And just like that, everything felt fragile.

We all have a finite amount of mental resources—a set amount of energy we can use each day, each week, each lifetime. Lately, mine has been spent trying to be healthier, eating better, being more present, working, and keeping the house running. Every day, I have been making active choices to stay on track, pushing myself forward even when it has been hard. But then sickness strikes, and suddenly, even the things that felt easy last week have become impossible.

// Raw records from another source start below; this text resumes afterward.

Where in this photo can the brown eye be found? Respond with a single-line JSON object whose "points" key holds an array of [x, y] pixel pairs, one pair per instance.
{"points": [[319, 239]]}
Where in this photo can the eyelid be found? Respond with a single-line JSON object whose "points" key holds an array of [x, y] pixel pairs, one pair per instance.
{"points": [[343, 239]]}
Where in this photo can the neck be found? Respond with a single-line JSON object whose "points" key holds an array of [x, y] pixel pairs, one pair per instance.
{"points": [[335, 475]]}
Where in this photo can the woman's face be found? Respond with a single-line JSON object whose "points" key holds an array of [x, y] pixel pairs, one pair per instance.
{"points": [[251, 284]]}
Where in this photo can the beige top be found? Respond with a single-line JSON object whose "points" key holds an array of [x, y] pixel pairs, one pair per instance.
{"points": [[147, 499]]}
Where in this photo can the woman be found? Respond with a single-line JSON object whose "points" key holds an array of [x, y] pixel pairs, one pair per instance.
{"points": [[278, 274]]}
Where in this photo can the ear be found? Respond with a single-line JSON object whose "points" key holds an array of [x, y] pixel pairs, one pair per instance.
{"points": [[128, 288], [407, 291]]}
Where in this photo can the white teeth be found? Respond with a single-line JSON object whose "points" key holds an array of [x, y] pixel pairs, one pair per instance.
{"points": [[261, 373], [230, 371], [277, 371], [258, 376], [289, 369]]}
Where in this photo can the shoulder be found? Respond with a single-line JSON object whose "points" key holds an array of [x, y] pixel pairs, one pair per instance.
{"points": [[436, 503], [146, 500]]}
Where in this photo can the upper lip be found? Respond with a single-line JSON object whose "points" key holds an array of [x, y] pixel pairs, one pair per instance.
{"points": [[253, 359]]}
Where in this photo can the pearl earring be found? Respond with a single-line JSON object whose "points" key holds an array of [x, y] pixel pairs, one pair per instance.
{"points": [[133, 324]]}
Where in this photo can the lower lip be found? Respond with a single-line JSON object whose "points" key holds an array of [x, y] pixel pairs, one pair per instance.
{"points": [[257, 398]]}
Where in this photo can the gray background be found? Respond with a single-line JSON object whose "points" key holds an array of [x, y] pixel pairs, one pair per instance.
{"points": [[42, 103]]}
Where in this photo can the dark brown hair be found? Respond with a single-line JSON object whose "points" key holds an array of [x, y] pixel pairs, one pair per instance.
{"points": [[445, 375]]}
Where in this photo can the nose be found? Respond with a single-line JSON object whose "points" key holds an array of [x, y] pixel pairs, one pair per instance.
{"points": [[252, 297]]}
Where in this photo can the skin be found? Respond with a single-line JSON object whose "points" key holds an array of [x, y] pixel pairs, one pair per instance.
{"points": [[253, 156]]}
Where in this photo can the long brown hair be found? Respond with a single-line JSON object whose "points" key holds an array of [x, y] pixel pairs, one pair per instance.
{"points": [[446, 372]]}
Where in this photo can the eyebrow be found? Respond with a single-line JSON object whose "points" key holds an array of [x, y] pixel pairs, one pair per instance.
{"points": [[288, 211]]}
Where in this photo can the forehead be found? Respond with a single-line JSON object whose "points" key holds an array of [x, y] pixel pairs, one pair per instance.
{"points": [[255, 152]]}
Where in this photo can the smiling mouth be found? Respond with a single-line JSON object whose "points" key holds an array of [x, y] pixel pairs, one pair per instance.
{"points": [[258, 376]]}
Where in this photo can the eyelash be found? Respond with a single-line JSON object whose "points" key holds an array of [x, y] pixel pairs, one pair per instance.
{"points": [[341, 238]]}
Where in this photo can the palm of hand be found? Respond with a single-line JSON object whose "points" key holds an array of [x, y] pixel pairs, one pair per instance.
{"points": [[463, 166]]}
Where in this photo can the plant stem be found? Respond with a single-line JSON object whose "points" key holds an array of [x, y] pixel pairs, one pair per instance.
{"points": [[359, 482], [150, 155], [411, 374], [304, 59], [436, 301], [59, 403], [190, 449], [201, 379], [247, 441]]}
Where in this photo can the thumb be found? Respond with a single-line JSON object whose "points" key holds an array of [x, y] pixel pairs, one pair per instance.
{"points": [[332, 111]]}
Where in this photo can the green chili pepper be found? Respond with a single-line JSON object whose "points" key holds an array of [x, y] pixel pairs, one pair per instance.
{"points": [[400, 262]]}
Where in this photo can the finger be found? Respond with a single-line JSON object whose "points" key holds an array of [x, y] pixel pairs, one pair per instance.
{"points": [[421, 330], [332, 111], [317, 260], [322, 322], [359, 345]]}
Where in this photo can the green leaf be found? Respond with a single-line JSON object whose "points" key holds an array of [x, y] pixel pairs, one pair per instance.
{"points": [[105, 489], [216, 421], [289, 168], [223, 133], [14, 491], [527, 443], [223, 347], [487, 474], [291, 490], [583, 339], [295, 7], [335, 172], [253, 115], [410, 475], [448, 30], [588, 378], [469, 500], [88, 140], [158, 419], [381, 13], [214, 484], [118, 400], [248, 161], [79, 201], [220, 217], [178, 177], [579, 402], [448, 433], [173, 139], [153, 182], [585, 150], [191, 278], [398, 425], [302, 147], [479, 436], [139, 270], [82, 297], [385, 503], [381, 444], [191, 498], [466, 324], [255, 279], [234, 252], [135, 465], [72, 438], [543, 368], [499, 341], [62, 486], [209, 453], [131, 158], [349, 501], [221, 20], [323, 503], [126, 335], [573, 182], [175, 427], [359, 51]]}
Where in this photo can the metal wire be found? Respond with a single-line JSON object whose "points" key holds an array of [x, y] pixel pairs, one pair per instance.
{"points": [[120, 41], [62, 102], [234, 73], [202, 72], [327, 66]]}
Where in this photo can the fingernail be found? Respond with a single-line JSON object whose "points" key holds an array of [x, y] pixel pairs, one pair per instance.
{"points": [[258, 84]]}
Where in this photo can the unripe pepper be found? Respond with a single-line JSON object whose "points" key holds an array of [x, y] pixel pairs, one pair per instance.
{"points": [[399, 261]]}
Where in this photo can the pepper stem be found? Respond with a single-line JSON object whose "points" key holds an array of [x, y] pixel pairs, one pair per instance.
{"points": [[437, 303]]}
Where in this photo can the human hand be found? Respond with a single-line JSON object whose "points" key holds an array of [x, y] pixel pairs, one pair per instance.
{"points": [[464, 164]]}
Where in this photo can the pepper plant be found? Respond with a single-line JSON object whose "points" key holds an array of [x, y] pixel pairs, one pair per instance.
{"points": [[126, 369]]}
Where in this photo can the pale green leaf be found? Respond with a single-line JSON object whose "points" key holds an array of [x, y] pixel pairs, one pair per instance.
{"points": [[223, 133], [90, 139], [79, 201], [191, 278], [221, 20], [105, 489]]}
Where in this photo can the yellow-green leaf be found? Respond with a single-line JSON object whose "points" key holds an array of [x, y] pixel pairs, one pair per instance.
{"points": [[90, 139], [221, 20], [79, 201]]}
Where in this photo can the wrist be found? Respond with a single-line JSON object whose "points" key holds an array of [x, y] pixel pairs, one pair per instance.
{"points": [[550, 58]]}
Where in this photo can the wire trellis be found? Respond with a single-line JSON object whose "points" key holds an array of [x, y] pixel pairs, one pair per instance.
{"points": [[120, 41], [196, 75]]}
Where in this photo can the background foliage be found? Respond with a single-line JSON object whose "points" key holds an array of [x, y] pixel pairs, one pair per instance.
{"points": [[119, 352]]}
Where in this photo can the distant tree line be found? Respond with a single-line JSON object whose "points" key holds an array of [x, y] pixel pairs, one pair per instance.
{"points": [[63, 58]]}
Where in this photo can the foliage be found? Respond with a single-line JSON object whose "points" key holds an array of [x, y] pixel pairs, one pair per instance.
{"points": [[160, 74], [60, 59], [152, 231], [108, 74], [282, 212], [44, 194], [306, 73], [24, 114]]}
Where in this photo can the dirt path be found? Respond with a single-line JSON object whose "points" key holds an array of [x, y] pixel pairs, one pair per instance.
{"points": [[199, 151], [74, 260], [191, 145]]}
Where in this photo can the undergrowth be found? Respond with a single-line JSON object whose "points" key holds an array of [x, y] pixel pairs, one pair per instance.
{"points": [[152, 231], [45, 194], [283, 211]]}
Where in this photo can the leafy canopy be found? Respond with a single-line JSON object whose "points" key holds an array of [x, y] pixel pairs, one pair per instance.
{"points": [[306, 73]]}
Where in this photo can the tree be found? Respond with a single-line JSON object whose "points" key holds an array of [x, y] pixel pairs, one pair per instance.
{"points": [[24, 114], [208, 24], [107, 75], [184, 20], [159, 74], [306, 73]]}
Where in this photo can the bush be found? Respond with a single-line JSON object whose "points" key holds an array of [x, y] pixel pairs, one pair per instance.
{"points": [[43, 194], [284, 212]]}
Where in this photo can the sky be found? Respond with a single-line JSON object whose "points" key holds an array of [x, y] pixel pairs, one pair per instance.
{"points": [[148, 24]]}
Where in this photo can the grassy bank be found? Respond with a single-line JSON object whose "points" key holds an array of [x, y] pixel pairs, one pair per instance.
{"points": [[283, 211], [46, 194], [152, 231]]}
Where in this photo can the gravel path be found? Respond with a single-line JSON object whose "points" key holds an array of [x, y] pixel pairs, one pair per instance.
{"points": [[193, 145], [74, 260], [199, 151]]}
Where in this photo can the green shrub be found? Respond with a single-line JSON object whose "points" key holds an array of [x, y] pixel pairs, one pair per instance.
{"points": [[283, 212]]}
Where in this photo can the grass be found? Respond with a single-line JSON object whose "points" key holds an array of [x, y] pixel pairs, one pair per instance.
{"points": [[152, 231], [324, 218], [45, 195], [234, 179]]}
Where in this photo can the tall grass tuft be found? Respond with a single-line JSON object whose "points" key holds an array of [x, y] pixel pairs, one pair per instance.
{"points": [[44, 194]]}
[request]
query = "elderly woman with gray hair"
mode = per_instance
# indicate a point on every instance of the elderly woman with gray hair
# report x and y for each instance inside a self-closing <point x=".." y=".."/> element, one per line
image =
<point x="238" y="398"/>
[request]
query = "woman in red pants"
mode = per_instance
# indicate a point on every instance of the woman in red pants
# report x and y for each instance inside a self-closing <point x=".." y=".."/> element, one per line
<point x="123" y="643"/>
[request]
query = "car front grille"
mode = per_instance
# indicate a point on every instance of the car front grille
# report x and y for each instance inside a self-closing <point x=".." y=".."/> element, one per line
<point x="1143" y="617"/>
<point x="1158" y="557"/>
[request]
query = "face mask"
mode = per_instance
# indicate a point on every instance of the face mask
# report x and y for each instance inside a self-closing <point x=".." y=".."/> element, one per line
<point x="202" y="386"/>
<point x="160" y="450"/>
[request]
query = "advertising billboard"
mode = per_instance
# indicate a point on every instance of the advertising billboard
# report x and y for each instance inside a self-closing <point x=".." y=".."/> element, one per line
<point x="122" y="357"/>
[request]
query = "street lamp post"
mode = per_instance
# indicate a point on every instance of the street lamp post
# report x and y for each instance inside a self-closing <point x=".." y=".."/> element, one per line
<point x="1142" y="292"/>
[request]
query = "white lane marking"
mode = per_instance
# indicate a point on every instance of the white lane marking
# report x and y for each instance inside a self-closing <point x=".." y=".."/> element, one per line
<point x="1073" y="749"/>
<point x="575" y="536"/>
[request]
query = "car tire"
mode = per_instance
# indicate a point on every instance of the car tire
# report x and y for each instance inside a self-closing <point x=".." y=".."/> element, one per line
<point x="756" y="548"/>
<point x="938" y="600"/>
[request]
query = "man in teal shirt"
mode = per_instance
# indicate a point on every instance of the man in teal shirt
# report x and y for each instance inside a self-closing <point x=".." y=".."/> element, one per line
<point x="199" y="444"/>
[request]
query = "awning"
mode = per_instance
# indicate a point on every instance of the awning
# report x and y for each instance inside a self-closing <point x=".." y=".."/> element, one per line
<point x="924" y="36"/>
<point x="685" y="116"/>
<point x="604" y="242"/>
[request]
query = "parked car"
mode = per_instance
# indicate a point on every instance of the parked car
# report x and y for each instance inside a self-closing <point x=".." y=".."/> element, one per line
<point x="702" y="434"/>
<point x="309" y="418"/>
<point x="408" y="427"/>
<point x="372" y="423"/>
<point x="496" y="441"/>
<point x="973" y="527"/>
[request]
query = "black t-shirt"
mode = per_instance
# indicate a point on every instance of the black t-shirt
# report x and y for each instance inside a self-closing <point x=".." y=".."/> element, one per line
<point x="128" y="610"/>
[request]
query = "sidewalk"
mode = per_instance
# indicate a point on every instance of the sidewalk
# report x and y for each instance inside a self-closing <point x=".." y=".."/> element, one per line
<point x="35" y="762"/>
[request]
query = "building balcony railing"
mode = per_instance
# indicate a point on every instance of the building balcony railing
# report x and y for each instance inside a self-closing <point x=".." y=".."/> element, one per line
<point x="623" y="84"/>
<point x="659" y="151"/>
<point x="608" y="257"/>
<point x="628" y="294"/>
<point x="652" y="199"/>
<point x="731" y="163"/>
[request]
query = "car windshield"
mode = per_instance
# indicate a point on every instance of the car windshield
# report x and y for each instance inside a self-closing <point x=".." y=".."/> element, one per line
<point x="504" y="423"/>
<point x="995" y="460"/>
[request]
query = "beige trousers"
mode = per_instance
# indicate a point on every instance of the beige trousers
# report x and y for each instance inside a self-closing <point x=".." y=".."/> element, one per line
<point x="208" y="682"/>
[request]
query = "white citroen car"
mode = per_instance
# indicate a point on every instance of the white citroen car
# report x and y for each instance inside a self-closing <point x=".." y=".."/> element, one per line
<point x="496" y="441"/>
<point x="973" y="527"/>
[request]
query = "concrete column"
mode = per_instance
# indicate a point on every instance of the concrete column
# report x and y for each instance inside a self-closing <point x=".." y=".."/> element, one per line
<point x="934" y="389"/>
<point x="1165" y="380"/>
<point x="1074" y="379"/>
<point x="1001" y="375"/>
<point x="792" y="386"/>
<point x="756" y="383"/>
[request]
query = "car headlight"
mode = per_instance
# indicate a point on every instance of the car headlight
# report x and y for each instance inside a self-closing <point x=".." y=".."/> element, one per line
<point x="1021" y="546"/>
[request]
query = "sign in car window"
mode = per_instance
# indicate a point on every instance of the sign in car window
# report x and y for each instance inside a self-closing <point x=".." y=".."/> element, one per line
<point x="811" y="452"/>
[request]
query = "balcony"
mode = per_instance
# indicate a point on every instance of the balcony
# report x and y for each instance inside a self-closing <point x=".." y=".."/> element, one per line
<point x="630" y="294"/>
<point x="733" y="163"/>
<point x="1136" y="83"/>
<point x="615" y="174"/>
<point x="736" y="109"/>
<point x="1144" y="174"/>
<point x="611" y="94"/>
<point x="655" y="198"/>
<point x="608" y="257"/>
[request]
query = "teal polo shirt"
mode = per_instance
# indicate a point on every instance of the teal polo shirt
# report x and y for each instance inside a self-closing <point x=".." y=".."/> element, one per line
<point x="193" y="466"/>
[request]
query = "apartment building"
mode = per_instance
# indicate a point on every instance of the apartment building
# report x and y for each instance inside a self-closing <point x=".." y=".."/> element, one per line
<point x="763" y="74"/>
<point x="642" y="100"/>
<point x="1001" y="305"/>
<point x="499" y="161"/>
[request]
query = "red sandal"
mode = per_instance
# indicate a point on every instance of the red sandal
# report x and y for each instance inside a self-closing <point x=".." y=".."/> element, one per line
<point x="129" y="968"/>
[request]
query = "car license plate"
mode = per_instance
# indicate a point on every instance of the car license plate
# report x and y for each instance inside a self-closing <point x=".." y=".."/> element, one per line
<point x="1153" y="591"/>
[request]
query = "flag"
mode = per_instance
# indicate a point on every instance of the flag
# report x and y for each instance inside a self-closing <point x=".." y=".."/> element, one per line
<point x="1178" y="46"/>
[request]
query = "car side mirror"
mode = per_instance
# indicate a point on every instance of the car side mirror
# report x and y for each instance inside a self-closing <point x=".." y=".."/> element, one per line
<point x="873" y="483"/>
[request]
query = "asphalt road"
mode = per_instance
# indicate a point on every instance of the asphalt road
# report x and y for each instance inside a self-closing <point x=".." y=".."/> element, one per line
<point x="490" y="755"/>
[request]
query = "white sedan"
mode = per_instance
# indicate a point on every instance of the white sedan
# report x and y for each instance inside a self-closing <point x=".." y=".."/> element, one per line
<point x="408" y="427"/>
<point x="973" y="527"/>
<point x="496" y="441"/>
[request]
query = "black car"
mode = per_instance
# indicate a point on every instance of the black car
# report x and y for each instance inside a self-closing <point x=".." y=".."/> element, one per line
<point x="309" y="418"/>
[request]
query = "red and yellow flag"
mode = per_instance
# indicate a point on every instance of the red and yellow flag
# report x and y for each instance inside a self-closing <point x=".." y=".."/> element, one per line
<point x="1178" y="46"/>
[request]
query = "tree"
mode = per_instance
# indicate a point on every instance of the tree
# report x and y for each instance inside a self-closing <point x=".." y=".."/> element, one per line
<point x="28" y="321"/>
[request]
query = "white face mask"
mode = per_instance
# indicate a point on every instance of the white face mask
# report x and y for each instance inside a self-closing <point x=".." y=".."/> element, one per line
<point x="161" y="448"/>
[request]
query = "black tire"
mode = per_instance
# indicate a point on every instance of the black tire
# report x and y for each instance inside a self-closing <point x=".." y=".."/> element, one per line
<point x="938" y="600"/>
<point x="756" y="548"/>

Even my routines have collapsed.

Remember when I confidently said I was going to drink four litres of water every day? Well... let's just say my hydration game took a nosedive this week. Turns out, when you're feeling rough, even something as simple as hydration, which is normally second nature, has been tough. I usually chug four litres a day without a thought, but the last few days? Every sip has felt like drinking cement. The simplest habits, the ones I have built my progress on, suddenly feel like a mountain to climbMy motivation has packed its suitcase and done one. It has been a battle just to do the basics.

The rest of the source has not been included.